The NO HATE Act will improve hate crimes reporting by assisting state and local authorities in several ways, including trainings, reporting hotlines, public educational forums on hate crimes, and other tools. The legislation also amends the penalties for hate crimes to allow courts to require offenders to undertake educational classes or service to the victim’s community as a condition of release.

“As Jews and as Muslims we have been working together for years to strengthen our national response to hate crimes. The Jabara-Heyer NO HATE Act will significantly improve how law enforcement responds to incidents of hate,” said MJAC Co-Chair Stanley Bergman. “The widespread support for the Jabara-Heyer NO HATE Act in both the Senate and House demonstrates that working together across political and religious lines benefits all communities in America.”

“The passage of this bill is long overdue as hate crimes reporting is inconsistent across the country. We must make sure that victims of hate crimes like Heather Heyer and Khalid Jabara do not go unreported,” said Co-Chair Farooq Kathwari.  

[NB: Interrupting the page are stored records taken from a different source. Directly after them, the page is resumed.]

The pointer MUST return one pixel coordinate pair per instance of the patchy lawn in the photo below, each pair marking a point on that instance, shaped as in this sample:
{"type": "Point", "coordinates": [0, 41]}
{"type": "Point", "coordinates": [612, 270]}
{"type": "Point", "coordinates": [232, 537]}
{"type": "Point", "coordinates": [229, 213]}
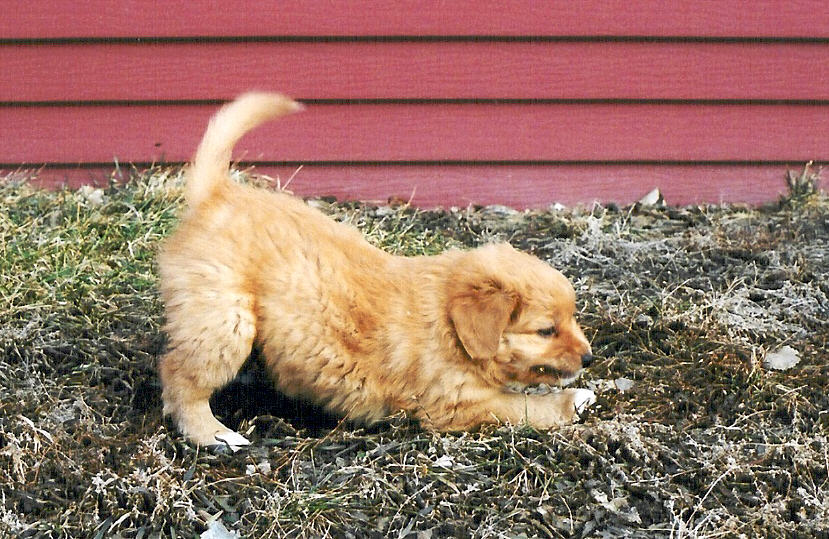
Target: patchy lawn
{"type": "Point", "coordinates": [692, 435]}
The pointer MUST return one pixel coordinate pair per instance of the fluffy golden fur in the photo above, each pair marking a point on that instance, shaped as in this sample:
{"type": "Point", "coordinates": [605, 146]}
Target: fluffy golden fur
{"type": "Point", "coordinates": [344, 324]}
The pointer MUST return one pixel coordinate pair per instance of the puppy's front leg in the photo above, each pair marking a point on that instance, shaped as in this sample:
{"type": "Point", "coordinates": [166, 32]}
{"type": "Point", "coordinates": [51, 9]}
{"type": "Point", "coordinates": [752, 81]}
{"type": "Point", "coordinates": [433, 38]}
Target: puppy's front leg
{"type": "Point", "coordinates": [539, 411]}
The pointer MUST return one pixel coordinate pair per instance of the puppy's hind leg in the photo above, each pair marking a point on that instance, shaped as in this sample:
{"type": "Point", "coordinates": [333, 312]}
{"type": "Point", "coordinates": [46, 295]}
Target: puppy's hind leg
{"type": "Point", "coordinates": [208, 344]}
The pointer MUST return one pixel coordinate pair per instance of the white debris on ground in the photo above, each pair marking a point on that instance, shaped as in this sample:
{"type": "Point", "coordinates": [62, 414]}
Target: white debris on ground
{"type": "Point", "coordinates": [623, 384]}
{"type": "Point", "coordinates": [782, 360]}
{"type": "Point", "coordinates": [653, 198]}
{"type": "Point", "coordinates": [217, 530]}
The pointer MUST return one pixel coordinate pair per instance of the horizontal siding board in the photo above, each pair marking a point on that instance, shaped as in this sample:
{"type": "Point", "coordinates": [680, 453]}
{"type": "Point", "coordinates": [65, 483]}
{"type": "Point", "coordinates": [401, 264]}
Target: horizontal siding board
{"type": "Point", "coordinates": [516, 186]}
{"type": "Point", "coordinates": [411, 132]}
{"type": "Point", "coordinates": [480, 70]}
{"type": "Point", "coordinates": [24, 19]}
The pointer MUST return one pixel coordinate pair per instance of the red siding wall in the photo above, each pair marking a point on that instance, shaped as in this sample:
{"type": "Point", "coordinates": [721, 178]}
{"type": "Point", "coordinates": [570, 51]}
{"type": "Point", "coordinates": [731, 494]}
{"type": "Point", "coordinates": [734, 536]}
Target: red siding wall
{"type": "Point", "coordinates": [522, 103]}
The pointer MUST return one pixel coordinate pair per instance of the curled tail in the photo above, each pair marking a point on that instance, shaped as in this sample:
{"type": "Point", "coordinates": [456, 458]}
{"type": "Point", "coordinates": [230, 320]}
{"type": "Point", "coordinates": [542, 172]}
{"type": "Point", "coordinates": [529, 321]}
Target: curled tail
{"type": "Point", "coordinates": [209, 169]}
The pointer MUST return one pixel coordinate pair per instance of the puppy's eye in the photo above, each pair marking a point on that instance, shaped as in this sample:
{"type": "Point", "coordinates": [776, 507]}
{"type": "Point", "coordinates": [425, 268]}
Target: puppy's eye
{"type": "Point", "coordinates": [547, 332]}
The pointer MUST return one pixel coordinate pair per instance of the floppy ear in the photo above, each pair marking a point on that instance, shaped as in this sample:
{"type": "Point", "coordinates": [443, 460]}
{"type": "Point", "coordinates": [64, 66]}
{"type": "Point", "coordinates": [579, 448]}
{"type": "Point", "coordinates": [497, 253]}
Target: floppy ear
{"type": "Point", "coordinates": [480, 314]}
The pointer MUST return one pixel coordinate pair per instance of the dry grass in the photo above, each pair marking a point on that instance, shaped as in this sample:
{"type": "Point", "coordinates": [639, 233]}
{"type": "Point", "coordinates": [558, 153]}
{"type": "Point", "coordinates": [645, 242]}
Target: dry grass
{"type": "Point", "coordinates": [682, 302]}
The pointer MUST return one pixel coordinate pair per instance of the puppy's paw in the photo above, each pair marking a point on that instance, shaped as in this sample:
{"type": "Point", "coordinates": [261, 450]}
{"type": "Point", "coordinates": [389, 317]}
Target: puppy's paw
{"type": "Point", "coordinates": [231, 440]}
{"type": "Point", "coordinates": [582, 398]}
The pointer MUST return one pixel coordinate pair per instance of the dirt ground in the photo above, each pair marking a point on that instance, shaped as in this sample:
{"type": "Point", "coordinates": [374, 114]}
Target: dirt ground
{"type": "Point", "coordinates": [694, 434]}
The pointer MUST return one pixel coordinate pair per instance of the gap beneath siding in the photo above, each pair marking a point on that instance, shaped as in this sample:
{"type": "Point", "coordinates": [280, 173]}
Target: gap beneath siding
{"type": "Point", "coordinates": [515, 185]}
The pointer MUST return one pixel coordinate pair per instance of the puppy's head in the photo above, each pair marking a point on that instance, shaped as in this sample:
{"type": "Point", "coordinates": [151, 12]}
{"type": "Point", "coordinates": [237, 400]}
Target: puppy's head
{"type": "Point", "coordinates": [514, 316]}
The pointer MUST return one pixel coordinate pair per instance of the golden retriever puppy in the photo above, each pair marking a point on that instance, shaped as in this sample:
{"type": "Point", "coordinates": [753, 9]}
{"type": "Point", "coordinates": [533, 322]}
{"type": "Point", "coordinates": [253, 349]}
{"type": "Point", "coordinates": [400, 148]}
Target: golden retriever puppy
{"type": "Point", "coordinates": [344, 324]}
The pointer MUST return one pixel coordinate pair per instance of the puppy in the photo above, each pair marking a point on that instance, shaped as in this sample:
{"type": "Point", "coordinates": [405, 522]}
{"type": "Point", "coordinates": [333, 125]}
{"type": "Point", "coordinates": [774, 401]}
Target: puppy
{"type": "Point", "coordinates": [344, 324]}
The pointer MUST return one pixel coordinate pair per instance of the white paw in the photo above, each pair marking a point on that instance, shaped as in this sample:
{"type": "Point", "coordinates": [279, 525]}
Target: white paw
{"type": "Point", "coordinates": [582, 398]}
{"type": "Point", "coordinates": [233, 440]}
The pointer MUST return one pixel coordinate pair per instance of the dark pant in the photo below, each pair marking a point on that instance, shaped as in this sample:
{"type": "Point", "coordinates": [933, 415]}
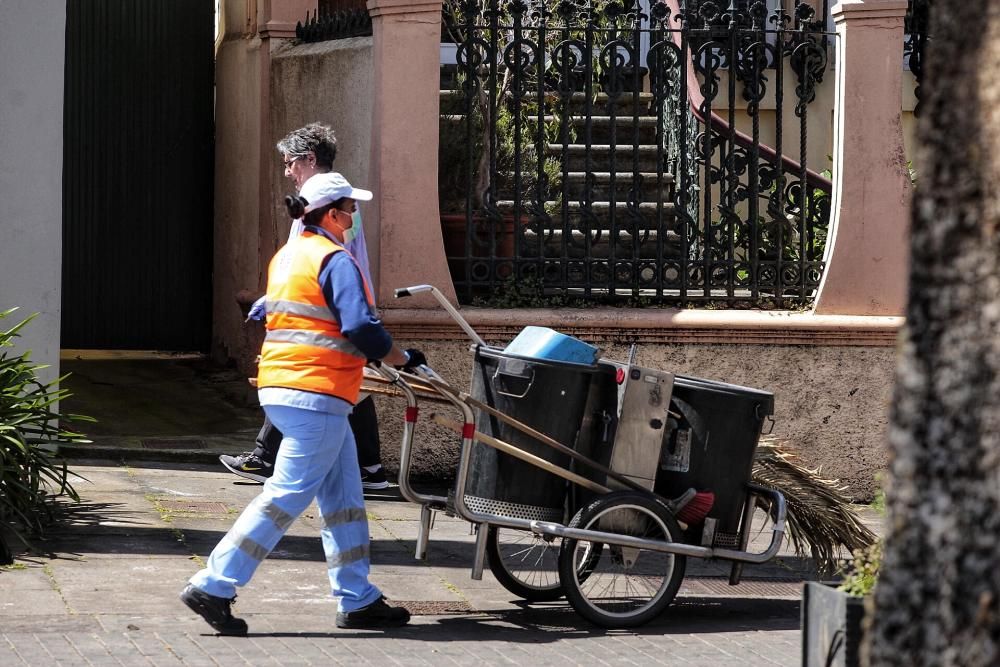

MJAC is a civil society coalition established by American Jewish Committee (AJC) and Islamic Society of North America (ISNA). Founded in 2016, MJAC brings together civil society, religious, and business leaders from across the U.S. to advocate for domestic policy issues of common concern. MJAC’s national council and eleven regional councils, in Dallas, Detroit, Houston, Kansas City, Los Angeles, Louisville, Miami, New Jersey, New York, Philadelphia, and Washington, D.C., represent a network of hundreds of Muslim and Jewish leaders committed to working together for the good of both communities and the country. MJAC stands at the forefront of those confronting hatred against religious minorities and has made stemming the rise in hate crimes a key advocacy area of focus.